Scientists are hinting that mothers who want baby girls must shun banana and eat more beans and hard cheese claiming the choice of diet and good timing of play Mr and Mrs mating during the night play a crucial part in choosing the sex of babies
They are passing instructions that any mothers desperate for a baby girl should cut out bananas and go on a diet of beans and hard cheese.
They have discovered that a combination of the right food and the timing of sex are the key to the nursery being painted pink rather than blue.
The trick, the scientists say, is to refrain from eating sodium and potassium-rich foods, such as anchovies, olives, bacon, salami, smoked salmon, prawns, savoury rice, blue cheese, potatoes, processed meats, bread and pastries.
Instead they should concentrate on foods rich in calcium and magnesium.
Foods containing high amounts of calcium include yoghurt, hard cheese, canned salmon, rhubarb, spinach, tofu, almonds, oatmeal, broccoli and oranges.
Brazil and cashew nuts, whole wheat cereals, figs and beans are rich in magnesium.
The scientists, from Maastricht University in Holland, claim that the father’s diet has no effect on what sex the baby will be.
Their conclusions follow a five-year study involving 172 Western European women aged from 23 to 42. The women had all previously given birth to boys – in one case, four of them – and wanted girls.
They were told to cut out salt and eat at least a pound of dairy products a day. Their diet also included bread, vegetables, fruit, meat, rice and pasta.
Although many of the women dropped out of the survey because they failed to adhere to the strict dietary requirements or rules on when to have sex, 21 women stuck it out to the end.
Of the 21, 16 gave birth to daughters – an astonishing success rate of almost 80 per cent.
‘The results show that both diet and timing methods increase the probability of
a girl – the impact of the diet being the most pronounced,’ said a spokesman for the
‘It shows a substantial success rate when both methods are applied correctly.’
Other studies claim that sperm carrying the female gene is stronger and likely to last longer than the lighter, faster but more short-lived male sperm – hence the need to avoid sex around the time of ovulation when the male sperm will be more dominant.

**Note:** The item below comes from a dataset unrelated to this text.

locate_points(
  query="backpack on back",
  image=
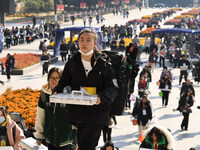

This is the first time that humans have allowed themselves to be guinea pigs for such experiments.
Previous tests have been carried out on marine worms, dairy cattle, pigs and rats, although some studies of women who have only ever given birth to boys indicated that their diet had contained mainly potassium and sodium-rich foods.
Such is the desire of some families to predetermine the sex of their offspring some resort to IVF treatment to ensure girls, but as the Dutch scientists acknowledge, ‘many parents find that these techniques are just one step too far in meddling with nature’.
Others rely on old wives’ tales, which say that a woman wanting to conceive a girl should make her partner take hot baths or drink cups of strong coffee prior to intercourse.